LearningTheLaw > Class Notes  > 300 Level  > The Memorandum of Association in Nigerian Company Law: Content, Purpose, and Legal Effect

The Memorandum of Association in Nigerian Company Law: Content, Purpose, and Legal Effect

There is a well-known description of the memorandum of association as the company’s charter, the document that defines its relationship with the outside world. While the articles of association govern the company’s internal affairs, the memorandum announces to the world what the company is, what it is authorised to do, and the conditions under which its members have agreed to associate. Every company incorporated in Nigeria must have a memorandum. Without it, registration is impossible. With it, the company acquires its name, its identity, its objects, and the framework within which it will operate for the entirety of its existence.

Understanding the memorandum of association is not merely a matter of academic interest. In practice, every dispute about a company’s capacity to act, every question about whether a transaction is within the company’s authorised scope, and every alteration to the company’s fundamental constitution begins with the memorandum. Section 27 of CAMA 2020 sets out what the memorandum must contain, and no law student can afford to be unfamiliar with it.

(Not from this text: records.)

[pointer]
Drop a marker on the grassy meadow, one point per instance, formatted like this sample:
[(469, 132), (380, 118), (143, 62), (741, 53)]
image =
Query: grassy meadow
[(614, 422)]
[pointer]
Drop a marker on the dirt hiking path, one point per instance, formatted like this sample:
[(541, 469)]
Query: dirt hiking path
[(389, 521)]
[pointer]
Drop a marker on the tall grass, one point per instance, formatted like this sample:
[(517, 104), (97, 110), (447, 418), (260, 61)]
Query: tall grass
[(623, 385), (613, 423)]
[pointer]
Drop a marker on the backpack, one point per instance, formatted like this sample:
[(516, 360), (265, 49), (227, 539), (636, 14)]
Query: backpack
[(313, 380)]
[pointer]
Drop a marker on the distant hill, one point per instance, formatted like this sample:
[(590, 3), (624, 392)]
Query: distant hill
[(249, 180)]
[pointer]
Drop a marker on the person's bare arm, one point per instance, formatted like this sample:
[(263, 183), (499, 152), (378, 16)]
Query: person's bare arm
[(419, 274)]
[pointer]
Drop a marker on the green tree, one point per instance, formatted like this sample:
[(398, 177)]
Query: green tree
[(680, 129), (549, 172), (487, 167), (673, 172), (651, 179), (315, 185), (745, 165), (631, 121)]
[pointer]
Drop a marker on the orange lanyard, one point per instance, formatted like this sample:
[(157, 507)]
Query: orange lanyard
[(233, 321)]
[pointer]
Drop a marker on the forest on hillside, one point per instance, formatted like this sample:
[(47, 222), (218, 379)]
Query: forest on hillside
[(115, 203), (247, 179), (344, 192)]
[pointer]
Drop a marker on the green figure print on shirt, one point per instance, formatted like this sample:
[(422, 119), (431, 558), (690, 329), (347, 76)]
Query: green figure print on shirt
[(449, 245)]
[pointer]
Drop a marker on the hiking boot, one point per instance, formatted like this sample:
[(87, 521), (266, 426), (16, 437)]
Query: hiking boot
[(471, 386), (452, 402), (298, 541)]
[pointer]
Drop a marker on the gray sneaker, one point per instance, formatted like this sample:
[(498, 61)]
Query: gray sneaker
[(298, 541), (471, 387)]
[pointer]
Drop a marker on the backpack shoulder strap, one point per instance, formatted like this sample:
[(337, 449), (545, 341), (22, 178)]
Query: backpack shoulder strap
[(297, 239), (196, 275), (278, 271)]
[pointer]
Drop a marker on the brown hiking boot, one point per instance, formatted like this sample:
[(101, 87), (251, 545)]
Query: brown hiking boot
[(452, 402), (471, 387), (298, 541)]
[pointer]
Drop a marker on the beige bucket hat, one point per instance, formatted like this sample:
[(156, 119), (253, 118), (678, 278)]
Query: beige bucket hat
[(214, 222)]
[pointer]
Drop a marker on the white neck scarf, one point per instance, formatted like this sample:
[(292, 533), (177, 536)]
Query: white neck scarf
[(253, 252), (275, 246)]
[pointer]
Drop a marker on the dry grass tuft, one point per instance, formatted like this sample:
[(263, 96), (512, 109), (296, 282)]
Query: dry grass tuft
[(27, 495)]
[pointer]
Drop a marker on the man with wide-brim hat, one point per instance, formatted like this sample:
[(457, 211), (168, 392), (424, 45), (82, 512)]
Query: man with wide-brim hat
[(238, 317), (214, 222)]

The Nature and Function of the Memorandum

The memorandum of association is the external constitution of the company. It defines the company’s relationship with the outside world by specifying the name under which it is known, the territory in which it is based, the purposes for which it is formed, the nature of its liability structure, and the financial foundation on which it rests.¹

CAMA 2020 does not define the memorandum, but section 27 sets out its mandatory contents with precision. A memorandum that omits any of the required particulars cannot be registered by the Corporate Affairs Commission, and registration will not proceed until the deficiency is remedied.²

In practice, the memorandum and articles of association are now filed together as a combined document, commonly referred to as the MEMART. Under current CAC procedure, the MEMART is submitted electronically through the Commission’s portal as part of the package of registration documents required for incorporation.³ While they are filed together, the memorandum and the articles remain conceptually distinct documents serving different functions, and students must be careful not to conflate them.

Mandatory Contents of the Memorandum: Section 27 of CAMA 2020

Section 27(1) of CAMA 2020 identifies the mandatory clauses that every memorandum must contain. Each clause performs a specific legal function and carries specific legal consequences.

The Name Clause

The memorandum must state the name of the company.⁴ The name is the company’s legal identity: it is the name by which the company will be known, by which it will sue and be sued, and by which its property will be registered.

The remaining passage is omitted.